1. This is an application under Section 520, Criminal P.C., made by the petitioner in reference to an order passed by the learned Chief Presidency Magistrate. The facts underlying the application are that the petitioner, a pensioner, made over his pension papers to the opposite party in connexion with negotiations for a loan to be made to him by the opposite party. The grant of the loan was followed by criminal proceedings against the petitioner who was alleged to have cheated his creditor in connexion with the advance of the money lent. These criminal proceedings ultimately resulted in the acquittal of the petitioner, but the pension papers which had been produced by the creditor as evidence in the criminal case appeared to have remained up to the present day in the custody of the Court. The petitioner applied to the Chief Presidency Magistrate under Section 517 of the Code to have the papers returned to him. The learned Magistrate was of opinion that the only order he could legally pass was that they should be returned to the party who produced them at the trial. Against that order, the present application has been made. Under Section 517 of the Code, the Court has jurisdiction to make such an order as it thinks fit, for the delivery to any person claiming to be entitled to possession of it any document produced in a proceeding. Any such order is subject to the revision of this Court, in virtue of Section 520 of the Code.

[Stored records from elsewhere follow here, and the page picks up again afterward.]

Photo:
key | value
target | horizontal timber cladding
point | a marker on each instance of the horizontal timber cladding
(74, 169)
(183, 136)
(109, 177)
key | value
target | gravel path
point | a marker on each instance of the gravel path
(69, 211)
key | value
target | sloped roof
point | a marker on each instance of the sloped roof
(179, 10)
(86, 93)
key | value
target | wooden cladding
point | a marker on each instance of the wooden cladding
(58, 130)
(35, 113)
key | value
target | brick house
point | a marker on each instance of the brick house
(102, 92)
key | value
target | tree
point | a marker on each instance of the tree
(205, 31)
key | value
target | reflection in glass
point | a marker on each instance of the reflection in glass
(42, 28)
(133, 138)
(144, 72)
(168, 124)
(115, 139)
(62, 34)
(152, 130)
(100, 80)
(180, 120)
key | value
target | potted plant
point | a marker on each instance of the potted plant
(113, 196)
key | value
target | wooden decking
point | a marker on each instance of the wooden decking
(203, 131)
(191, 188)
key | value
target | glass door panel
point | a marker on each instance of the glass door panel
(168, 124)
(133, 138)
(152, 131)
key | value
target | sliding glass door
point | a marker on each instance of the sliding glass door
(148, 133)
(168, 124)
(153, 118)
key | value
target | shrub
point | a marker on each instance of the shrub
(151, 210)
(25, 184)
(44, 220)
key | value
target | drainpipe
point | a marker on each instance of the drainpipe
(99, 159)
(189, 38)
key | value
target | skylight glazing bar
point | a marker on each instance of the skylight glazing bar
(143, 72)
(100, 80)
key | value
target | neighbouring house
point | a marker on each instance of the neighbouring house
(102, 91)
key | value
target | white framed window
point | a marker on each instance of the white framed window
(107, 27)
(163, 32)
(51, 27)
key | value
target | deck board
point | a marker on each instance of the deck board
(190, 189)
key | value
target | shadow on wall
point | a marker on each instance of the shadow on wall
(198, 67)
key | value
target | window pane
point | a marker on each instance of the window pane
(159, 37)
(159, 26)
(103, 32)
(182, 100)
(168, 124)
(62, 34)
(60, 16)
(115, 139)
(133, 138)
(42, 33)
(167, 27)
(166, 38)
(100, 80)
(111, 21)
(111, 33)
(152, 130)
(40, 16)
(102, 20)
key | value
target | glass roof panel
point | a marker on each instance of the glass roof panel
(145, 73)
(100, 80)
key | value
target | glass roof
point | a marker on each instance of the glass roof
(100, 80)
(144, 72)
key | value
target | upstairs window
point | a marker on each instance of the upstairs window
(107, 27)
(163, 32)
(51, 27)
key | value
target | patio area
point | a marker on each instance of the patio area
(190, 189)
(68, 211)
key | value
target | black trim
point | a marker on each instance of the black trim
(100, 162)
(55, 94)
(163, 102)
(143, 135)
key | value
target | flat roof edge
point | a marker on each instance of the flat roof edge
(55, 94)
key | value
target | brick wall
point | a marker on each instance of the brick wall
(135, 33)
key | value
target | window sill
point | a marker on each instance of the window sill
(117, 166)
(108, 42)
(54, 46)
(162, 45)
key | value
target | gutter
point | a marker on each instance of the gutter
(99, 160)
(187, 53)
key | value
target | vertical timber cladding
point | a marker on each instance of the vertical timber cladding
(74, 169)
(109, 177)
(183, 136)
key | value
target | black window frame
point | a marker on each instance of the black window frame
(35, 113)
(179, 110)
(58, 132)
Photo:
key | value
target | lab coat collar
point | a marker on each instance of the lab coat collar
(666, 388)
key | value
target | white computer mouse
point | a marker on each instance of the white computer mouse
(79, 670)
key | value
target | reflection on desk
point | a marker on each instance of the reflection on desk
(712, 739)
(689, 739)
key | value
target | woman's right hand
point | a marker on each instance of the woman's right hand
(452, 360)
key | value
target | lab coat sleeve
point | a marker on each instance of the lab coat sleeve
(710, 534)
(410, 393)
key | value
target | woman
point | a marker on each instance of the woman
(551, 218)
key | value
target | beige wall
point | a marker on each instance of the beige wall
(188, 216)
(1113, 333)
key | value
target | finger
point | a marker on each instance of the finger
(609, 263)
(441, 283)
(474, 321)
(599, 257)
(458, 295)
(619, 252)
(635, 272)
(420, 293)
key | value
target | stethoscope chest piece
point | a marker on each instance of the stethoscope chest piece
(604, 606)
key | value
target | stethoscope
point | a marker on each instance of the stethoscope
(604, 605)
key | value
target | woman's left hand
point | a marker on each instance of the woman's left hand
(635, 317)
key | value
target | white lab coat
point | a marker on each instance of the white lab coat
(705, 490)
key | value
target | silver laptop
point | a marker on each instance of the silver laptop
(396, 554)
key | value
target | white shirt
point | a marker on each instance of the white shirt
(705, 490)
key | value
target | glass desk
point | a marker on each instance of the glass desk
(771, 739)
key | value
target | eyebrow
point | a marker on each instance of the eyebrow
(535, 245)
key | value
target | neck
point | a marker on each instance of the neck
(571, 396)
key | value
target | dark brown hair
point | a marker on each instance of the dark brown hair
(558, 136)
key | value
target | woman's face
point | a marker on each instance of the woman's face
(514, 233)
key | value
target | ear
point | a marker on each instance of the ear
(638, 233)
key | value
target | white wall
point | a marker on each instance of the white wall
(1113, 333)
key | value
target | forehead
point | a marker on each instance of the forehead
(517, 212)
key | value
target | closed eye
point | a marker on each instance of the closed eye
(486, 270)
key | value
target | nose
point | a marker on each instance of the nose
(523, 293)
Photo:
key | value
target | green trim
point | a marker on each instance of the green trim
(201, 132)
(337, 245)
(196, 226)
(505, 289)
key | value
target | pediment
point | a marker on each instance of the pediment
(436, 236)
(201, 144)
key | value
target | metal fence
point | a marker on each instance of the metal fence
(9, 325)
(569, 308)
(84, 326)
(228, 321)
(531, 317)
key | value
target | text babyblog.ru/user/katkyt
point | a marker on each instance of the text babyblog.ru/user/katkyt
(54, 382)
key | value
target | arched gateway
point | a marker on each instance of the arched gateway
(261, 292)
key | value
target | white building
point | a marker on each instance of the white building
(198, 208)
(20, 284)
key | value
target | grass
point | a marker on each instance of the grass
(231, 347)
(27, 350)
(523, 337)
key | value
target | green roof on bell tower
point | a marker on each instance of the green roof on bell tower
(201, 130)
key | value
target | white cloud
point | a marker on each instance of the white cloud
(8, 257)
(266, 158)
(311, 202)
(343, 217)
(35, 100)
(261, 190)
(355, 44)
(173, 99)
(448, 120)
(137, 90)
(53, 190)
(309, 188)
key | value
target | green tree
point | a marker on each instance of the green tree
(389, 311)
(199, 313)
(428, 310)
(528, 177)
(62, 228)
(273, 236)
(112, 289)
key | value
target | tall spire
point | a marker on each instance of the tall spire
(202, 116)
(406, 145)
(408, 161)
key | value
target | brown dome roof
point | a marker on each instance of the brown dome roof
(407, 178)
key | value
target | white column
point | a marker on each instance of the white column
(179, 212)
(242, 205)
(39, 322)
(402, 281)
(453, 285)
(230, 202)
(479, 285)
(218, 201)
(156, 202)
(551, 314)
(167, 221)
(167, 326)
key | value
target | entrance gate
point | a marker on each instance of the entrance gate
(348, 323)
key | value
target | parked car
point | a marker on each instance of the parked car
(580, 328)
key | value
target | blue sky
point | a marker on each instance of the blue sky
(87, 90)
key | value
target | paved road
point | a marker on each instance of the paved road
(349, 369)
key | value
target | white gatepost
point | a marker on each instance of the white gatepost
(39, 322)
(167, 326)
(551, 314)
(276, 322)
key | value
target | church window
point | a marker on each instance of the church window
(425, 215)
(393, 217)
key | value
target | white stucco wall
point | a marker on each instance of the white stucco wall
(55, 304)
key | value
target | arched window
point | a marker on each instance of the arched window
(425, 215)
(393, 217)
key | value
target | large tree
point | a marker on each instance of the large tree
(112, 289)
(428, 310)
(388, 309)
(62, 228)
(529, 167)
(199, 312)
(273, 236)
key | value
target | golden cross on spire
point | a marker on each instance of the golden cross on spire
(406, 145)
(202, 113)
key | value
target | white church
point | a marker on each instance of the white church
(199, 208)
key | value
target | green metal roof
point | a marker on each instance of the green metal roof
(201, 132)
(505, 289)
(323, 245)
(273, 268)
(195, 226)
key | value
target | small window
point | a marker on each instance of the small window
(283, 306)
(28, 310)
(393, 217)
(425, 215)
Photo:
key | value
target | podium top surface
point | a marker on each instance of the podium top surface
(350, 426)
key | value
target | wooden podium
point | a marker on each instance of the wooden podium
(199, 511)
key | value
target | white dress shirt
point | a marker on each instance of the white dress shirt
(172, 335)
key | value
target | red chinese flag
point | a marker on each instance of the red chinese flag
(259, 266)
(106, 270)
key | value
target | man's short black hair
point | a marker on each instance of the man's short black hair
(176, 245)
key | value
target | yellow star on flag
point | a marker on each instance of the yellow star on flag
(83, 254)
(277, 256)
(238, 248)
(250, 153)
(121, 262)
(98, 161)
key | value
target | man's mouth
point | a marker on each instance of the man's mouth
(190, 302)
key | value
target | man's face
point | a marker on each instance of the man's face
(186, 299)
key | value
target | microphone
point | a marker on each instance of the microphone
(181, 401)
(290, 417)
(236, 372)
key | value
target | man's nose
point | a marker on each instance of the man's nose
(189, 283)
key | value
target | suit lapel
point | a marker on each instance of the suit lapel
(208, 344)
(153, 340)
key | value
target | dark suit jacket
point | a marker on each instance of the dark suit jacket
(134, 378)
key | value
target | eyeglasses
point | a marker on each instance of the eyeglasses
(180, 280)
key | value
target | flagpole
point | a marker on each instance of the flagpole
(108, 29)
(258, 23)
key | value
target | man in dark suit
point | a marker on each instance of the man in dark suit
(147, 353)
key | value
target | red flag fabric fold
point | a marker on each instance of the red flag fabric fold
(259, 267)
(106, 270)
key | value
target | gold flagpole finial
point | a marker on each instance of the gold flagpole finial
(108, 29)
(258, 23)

2. In the present case we are dealing with a particular document, to wit, a pension paper or pension papers which have no value whatsoever to any person except the person entitled under them to draw the pension. Moreover, under the provisions of the Pension Act, the money which the petitioner alone is entitled to draw in virtue of those pension papers, is protected from seizure, attachment or sequestration by process of any Court in British India, at the instance of a creditor for any demand against the pensioner. It is perfectly true that in an ordinary case of property or documents with which the Court is called upon to deal, under the provisions of Section 517, the proper order to pass generally is that such property or such document should in the absence of a definite finding as to the ownership, be returned to the person with whom it was found. In the present case, however, there is a marked exception to the general rule. Here there can be no question that the only person entitled to the possession of the papers is the pensioner himself, and further the only person to whom they have any value whatsoever is the pensioner himself. In this state of affairs, the common sense view of the matter is that the petitioner should be allowed to regain possession of his own papers. We accordingly direct in modification of the order made by the learned Chief Presidency Magistrate, that the pension papers now said to be in the custody of the Court be returned to the petitioner in this application.
3. I agree. The learned Magistrate was not correct when he thought that he had no legal power to make an order in favour of the petitioner. The terms of Section 517, Criminal P.C., are plain enough. He however rightly lays down that ordinarily in a case where the accused is acquitted, any property before the Court will be returned to the person with whom it was found or who produced it. But this is not an ordinary case. The only person to whom the pension paper is of the slightest use is the petitioner. The complainant; cannot make a legitimate use of it and can only use it as a lever to extort money out of the petitioner; I am certainly not prepared to assist him to do that.